I often found my thoughts feeling deeper than a galaxy’s color, though as I grew older I realized they were puddle deep. Too often I found myself questioning if beauty were real. Silly to ponder, for if beauty isn’t real, then why does its color gloss and shine over trees, roses, and flowers? Must it be true if nature gives it form and purpose among the variety of life? My mind once the sour, unrefined wine has aged nicely. No better example of my unripe mind was found then what happened at a coffee shop, seeing, claiming, and losing an instant crush.
I saw a girl I fancied a woman. Rose-quartz was strung by chain to make a necklace, one that hung like a picture to her skin. I stared too long, too personally at her.
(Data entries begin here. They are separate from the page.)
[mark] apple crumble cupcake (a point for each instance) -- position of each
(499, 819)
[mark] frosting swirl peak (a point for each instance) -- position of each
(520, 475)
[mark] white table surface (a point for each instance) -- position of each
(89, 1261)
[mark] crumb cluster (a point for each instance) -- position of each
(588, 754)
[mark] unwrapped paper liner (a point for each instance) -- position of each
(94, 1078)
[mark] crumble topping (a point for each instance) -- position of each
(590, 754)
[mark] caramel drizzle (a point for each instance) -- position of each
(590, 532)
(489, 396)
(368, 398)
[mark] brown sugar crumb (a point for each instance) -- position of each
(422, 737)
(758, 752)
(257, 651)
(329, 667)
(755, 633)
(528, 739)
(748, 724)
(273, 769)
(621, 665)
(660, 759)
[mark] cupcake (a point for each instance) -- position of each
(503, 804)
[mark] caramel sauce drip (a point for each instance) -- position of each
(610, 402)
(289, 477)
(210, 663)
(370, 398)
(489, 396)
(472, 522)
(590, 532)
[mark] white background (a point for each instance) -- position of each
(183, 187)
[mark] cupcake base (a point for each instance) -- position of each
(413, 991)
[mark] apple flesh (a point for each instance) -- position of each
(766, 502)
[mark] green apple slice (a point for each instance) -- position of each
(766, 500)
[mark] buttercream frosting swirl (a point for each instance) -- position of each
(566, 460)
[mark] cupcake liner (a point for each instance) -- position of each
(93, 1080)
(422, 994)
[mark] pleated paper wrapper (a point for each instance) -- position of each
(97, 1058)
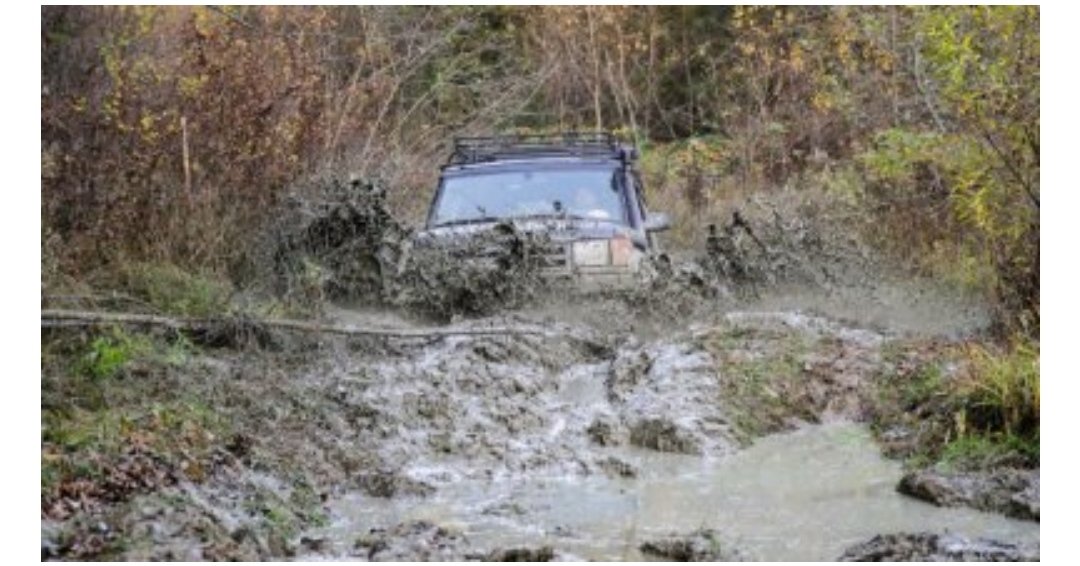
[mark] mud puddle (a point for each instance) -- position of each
(807, 495)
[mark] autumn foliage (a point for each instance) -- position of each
(169, 134)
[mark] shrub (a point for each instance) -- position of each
(174, 291)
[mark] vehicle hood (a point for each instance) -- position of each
(557, 230)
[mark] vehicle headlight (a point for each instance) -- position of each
(596, 253)
(591, 253)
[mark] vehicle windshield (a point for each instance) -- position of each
(586, 192)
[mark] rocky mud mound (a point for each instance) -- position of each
(1011, 492)
(928, 547)
(333, 240)
(701, 546)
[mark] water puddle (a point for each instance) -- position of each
(805, 496)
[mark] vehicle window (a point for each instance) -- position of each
(581, 192)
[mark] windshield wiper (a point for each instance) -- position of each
(462, 221)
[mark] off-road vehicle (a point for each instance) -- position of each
(579, 191)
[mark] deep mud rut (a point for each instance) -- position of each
(565, 440)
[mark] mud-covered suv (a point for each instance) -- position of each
(580, 191)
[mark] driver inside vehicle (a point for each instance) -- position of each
(586, 204)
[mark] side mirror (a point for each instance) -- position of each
(657, 223)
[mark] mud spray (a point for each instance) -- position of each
(712, 414)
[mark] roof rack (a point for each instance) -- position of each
(568, 144)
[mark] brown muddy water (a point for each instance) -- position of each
(806, 496)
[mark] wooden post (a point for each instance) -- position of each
(187, 159)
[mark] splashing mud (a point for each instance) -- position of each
(704, 415)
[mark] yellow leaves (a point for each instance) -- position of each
(190, 86)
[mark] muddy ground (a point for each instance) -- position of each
(318, 418)
(239, 449)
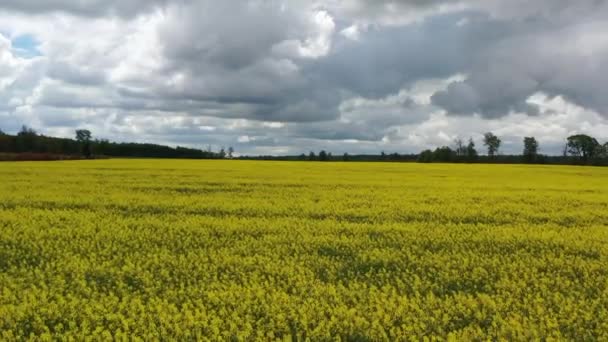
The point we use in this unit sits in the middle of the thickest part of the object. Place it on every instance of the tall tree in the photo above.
(471, 151)
(530, 149)
(582, 146)
(492, 142)
(83, 136)
(461, 149)
(323, 155)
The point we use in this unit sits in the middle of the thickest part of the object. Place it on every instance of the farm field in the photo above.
(245, 250)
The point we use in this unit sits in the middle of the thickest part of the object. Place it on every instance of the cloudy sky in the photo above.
(285, 77)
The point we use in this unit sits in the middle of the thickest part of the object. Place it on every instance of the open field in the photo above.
(269, 250)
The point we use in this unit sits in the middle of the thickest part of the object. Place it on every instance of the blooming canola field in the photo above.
(244, 250)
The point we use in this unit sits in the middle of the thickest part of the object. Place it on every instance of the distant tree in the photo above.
(83, 136)
(425, 156)
(461, 149)
(26, 139)
(471, 151)
(530, 149)
(444, 154)
(492, 142)
(582, 146)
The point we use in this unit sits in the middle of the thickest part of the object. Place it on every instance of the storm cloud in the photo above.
(271, 76)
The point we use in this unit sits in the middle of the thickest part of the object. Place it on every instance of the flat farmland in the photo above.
(245, 250)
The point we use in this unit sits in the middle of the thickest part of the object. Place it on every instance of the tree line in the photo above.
(578, 149)
(27, 140)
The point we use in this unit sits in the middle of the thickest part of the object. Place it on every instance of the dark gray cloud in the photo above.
(332, 73)
(89, 8)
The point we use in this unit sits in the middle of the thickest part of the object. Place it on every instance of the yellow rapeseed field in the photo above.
(240, 250)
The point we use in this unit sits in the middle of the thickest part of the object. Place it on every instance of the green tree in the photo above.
(471, 151)
(323, 156)
(530, 149)
(83, 136)
(461, 149)
(582, 146)
(425, 156)
(492, 142)
(444, 154)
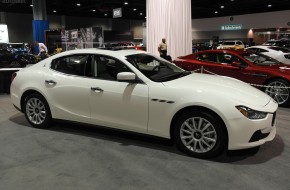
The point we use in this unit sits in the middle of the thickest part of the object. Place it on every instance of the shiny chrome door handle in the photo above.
(97, 89)
(50, 82)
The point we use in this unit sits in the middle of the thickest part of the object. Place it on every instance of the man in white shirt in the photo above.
(42, 49)
(162, 48)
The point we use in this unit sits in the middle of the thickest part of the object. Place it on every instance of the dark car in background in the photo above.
(259, 70)
(15, 55)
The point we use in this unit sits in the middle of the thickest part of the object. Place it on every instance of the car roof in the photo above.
(239, 51)
(113, 53)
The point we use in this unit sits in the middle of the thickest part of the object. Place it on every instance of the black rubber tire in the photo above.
(220, 129)
(15, 64)
(47, 121)
(287, 102)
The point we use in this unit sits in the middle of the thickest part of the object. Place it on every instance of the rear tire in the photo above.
(279, 90)
(200, 134)
(37, 111)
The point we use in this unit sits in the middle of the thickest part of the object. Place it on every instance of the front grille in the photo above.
(258, 135)
(273, 119)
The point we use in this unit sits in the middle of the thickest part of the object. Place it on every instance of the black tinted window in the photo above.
(108, 68)
(73, 65)
(206, 57)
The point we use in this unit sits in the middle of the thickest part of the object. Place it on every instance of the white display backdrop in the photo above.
(4, 38)
(171, 20)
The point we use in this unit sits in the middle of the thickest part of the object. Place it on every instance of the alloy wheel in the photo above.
(35, 111)
(198, 135)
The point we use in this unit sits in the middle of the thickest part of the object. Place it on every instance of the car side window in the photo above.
(107, 68)
(224, 58)
(208, 57)
(73, 65)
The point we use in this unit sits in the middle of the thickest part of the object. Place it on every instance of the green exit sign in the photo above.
(232, 27)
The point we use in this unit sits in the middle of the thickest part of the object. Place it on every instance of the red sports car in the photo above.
(259, 70)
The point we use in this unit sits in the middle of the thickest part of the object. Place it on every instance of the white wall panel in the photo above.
(171, 20)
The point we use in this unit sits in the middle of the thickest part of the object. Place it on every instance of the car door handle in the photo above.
(97, 89)
(50, 82)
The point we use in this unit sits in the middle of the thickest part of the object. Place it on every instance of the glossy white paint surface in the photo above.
(131, 107)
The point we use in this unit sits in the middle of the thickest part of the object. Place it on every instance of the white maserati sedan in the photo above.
(136, 91)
Behind both green marbles that glimmered like sunlight off a lake Fourth of July boomed and exploded in technicolor. I was entranced in the dust and smoke of a gaze coming and going like sound booming over a mountain. In caverns massive and graves amassed did a spark fling itself.
At summer in a coffee-shop did I meet that quick glance, with sun, shine, and green glow did I know I was hooked. I would meet those eyes again with a bad moon highlighted by navy. Different sight to stir a different conglomerate of pain.
I didn’t know her, not a name, and not a voice did I know. Even after I still do not know her name, so I’ll call her Mera. Mera, a girl with a rose-quartz necklace. Mera glanced back, our eyes met a moment, though awkwardly. The Fourth of July vision I conjured in milliseconds passed on like the day after’s smoke. Mine bolted away, but I was already eager to look back. Already wanted the fireworks once more. I whistled some pop tune, face was drenched in a guilty red blush. My cheeks and her Mera’s hair were of the same pallet. It was not a motherly intended kind of red, it was the beauty industry’s red, vibrant red. Bold. Striking. Flamboyant. Dark. Fierce…. I was a painted youth from high school, head turned away knowing that she noticed my eyes. I think she pretended not too. Mera, had caught me. She wore a denim jacket, unbuttoned, worn red inside — it looked soft. I remember the green eyes distinctively, the kind of green that knew only sunshine; never rain and never dark. Mera, a woman I saw once, and would not see again. That is what is like to be that princely teenager. I made each small gesture into mountainous acts that could never measure up. They were a chemical reaction doomed to corrode, and not built to last.